Mom Was Right: Rock n’ Roll is Bad for You! But There’s a Cure

…the one thing he loves destroyed his ability to enjoy the one thing he loves.

I had two experiences in the last week that are conceptually related, leading me to examine a topic of great importance to all musicians and music lovers: ear protection. First, I saw TOOL last week at the Pepsi Center. Second, I had a good conversation with a stranger.

MJK and AJ
Adam Jones and Maynard James Keenan celebrate after their Oct 16th performance in Denver.

Yes, I was one of the lucky ones who didn’t have to sell their car or take out a second mortgage in order get into the TOOL show (a topic of injustice I’ll bank for another post). I’ve seen TOOL a handful of times and one consistent experience I’ve had at their shows is the significant hearing loss I encounter over the next 48 hours. A few years back I purchased some nice custom-molded sound attenuating earplugs for band practice. Yet, despite my best intentions, I am ashamed to say it wasn’t until last week that I actually remembered to take them to a concert.  Long story short, I wore my ear plugs the entire show and didn’t even notice them. The audio quality was great. Its also worth noting that once I removed the plugs after the band left the stage and the house lights came on, I was literally pained simply by the ambient noise of the people shuffling out of the venue! That alone opened my eyes to the potentially damaging decibels that go unnoticed in daily life. Oh yeah, and no hearing loss the next morning. So high-five to that!
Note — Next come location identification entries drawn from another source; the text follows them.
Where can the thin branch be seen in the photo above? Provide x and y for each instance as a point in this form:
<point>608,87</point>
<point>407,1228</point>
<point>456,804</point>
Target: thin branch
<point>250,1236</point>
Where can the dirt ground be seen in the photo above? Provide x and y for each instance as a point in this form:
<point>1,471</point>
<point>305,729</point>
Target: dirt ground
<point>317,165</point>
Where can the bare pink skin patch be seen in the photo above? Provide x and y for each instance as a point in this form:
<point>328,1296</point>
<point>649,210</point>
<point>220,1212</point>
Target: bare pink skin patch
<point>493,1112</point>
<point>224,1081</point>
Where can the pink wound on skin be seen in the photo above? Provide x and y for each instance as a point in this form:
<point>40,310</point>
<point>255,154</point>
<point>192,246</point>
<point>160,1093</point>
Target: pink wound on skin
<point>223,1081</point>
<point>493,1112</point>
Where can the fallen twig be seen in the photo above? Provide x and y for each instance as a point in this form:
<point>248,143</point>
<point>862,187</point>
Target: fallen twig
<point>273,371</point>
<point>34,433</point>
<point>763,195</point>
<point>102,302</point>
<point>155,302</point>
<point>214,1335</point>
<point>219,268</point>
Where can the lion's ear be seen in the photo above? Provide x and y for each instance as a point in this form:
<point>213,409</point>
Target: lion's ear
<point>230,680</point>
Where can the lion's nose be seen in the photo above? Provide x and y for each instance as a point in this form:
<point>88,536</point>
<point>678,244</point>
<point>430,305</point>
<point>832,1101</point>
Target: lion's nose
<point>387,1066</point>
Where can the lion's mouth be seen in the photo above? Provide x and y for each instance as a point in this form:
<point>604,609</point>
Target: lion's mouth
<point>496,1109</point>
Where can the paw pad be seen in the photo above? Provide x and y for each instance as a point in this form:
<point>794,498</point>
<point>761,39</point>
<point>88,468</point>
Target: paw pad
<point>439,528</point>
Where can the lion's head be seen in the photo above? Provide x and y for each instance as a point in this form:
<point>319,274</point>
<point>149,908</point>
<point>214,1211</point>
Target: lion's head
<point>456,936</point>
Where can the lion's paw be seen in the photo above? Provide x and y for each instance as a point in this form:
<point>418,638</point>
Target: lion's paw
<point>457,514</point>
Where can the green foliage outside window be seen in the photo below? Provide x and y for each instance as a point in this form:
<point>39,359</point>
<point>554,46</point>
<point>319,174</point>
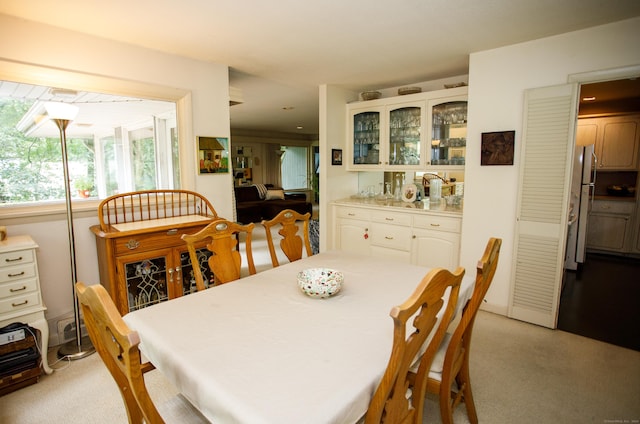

Next, a few days later, I met someone who had spent their entire life working in the music industry. From our brief yet detailed conversation, I gathered he spent most of his time working as an engineer in recording studios around LA and Texas. Unfortunately this person now suffers from 80% hearing loss in both ears. Now, this guy isn’t much older than myself, so 80% hearing loss is pretty tragic for a fortysomething-year-old man. This is a person not unlike myself, probably not unlike anyone reading this blog post, in that he obviously adores music. So much so that he dedicated his life to it. Yet here he is midway through his life and the one thing he loves destroyed his ability to enjoy the one thing he loves. How’s that for a dysfunctional relationship?! Sheesh!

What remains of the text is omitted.